30 Kasım 2007 tarihinde İstanbul’dan Havalanan Atlas Jet Uçağı düşmüş/düşürülmüş, uçakta bulunan 7’si mürettebat 57 kişi Hakk’ın rahmetine kavuşmuştu.

57 kişi arasında Bor ve Toryum üzerine araştırma yapan 6 bilim insanın da olması olayda suikast şüphesini arttırıyordu.

Lakin, birbiri ardına şüpheli şekilde öldürülen ve intihar süsü verilmek istenen 8 ASELSAN mühendisi olayında olduğu gibi, bu olayın üzerine de gidilmedi.

Geçtiğimiz ay, CHP Kocaeli Milletvekili Haydar Akar, pek üzerine gidilmeyen bu olayın 30 Kasım 2019’da zaman aşımına uğrayacağını görerek, Isparta Uçak kazasına ilişkin Meclis Araştırması açılmasını talep etti. Sonucunu merakla bekliyoruz.
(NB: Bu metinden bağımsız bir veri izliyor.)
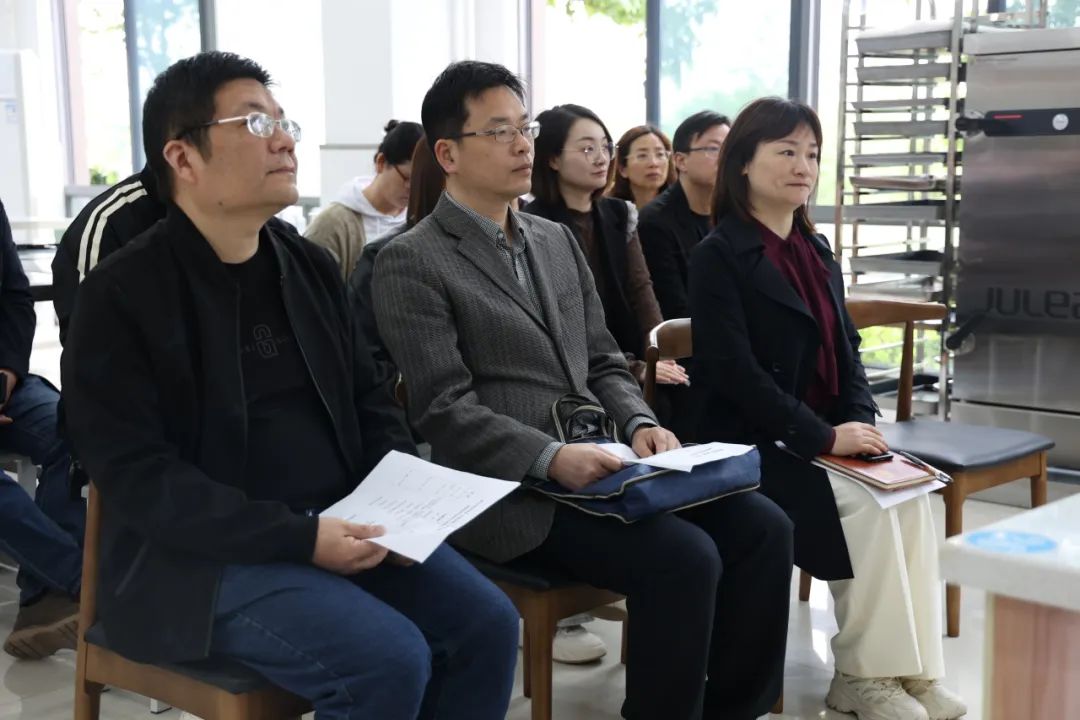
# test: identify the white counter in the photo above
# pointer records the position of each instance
(1034, 556)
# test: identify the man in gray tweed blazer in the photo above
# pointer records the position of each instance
(491, 316)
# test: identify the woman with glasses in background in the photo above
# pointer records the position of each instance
(643, 165)
(367, 208)
(570, 168)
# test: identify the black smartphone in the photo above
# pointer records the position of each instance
(866, 457)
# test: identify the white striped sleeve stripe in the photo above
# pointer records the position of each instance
(95, 247)
(94, 221)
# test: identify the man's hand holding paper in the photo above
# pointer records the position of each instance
(418, 504)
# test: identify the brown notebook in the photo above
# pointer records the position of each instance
(891, 474)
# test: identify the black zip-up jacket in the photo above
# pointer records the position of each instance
(157, 415)
(17, 320)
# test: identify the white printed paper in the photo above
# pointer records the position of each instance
(419, 503)
(683, 459)
(888, 499)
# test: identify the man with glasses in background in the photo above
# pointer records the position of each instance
(678, 218)
(491, 316)
(219, 394)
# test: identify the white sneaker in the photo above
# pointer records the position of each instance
(873, 698)
(575, 646)
(941, 703)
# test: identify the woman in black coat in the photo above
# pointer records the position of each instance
(571, 167)
(777, 362)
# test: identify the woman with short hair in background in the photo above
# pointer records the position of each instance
(644, 166)
(367, 208)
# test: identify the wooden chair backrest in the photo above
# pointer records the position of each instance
(871, 312)
(670, 340)
(88, 596)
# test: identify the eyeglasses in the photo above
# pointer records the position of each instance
(259, 124)
(596, 152)
(406, 179)
(709, 150)
(644, 157)
(504, 134)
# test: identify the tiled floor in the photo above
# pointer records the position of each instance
(42, 690)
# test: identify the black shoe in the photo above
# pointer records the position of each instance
(50, 624)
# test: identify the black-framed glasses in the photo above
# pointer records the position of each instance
(259, 124)
(645, 155)
(504, 134)
(597, 152)
(707, 150)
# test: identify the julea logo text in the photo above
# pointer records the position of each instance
(1033, 303)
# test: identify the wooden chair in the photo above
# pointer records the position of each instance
(670, 340)
(673, 340)
(543, 598)
(211, 689)
(976, 457)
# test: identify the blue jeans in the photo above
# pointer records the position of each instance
(43, 534)
(432, 640)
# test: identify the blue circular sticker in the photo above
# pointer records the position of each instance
(1010, 541)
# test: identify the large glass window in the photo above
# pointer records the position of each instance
(718, 55)
(163, 31)
(102, 130)
(592, 53)
(119, 49)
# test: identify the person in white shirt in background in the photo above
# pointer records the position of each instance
(365, 207)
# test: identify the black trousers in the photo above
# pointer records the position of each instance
(707, 593)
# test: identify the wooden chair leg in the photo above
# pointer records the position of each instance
(779, 707)
(1039, 483)
(88, 700)
(954, 526)
(526, 665)
(625, 636)
(540, 629)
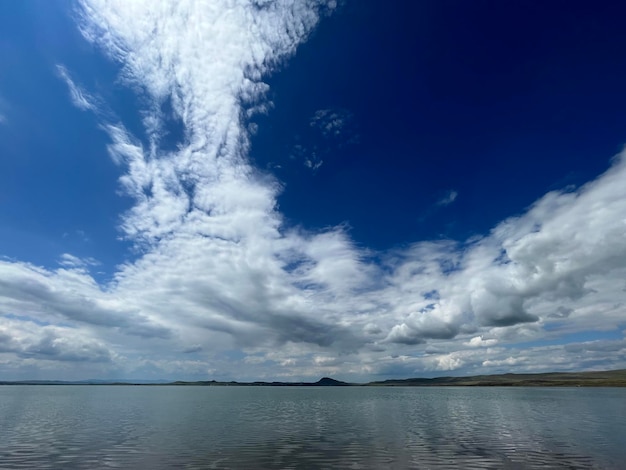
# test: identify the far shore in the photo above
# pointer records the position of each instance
(611, 378)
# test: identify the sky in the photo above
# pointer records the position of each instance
(291, 189)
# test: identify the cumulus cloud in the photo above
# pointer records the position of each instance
(218, 269)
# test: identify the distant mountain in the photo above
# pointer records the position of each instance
(611, 378)
(328, 382)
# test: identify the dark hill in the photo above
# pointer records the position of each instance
(328, 382)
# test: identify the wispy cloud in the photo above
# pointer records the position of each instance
(329, 130)
(448, 199)
(80, 98)
(220, 270)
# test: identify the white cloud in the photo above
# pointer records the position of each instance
(448, 199)
(219, 270)
(80, 98)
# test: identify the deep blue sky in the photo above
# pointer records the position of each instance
(500, 101)
(424, 193)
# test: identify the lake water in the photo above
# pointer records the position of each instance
(156, 427)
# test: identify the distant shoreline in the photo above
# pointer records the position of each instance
(611, 378)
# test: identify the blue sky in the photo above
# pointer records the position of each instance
(286, 190)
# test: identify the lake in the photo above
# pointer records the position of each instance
(157, 427)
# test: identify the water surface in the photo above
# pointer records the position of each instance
(157, 427)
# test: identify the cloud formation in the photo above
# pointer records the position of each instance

Ölen 6 bilim insanı, DPT destekli “Türk Hızlandırıcı Merkezi Teknik Tasarımı ve Test Laboratuvarları” gibi “çok özel bir projede” görevliydiler.

Türkiye için o denli önemli olan bu stratejik projenin kaderimizi değiştireceği muhakkaktı.

Dolayısıyla bu kazada, bunu istemeyen dış güçlerin parmağı neden olmasındı?

Yapmadıkları bir şey değil ki…

Uçağın düşmesinin kazadan ziyade suikast şeklinde yorumlanması için yeterli donelerde vardı üstelik.

Mesela, yitirdiğimiz Prof. Engin Arık’ın Toryum ile ilgili bütün hassas çalışmalarını yüklemiş olduğu diz üstü bilgisayarın bulunamamış olması…

Bor ve toryum üzerinde ciddi çalışmalara imza atan zamanın Uludağ Üniversitesi Rektörü Profesör Mustafa Yurtkuran’ın 2008 yılında Ergenekon’dan cezaevine atılması…

Bunlara bağlantılı olarak,Havelsan’a çağ atlatan dönemin Havelsan Genel Müdürü Faruk Yalman’ın da Balyoz davası kapsamında Cezaevine tıkılması…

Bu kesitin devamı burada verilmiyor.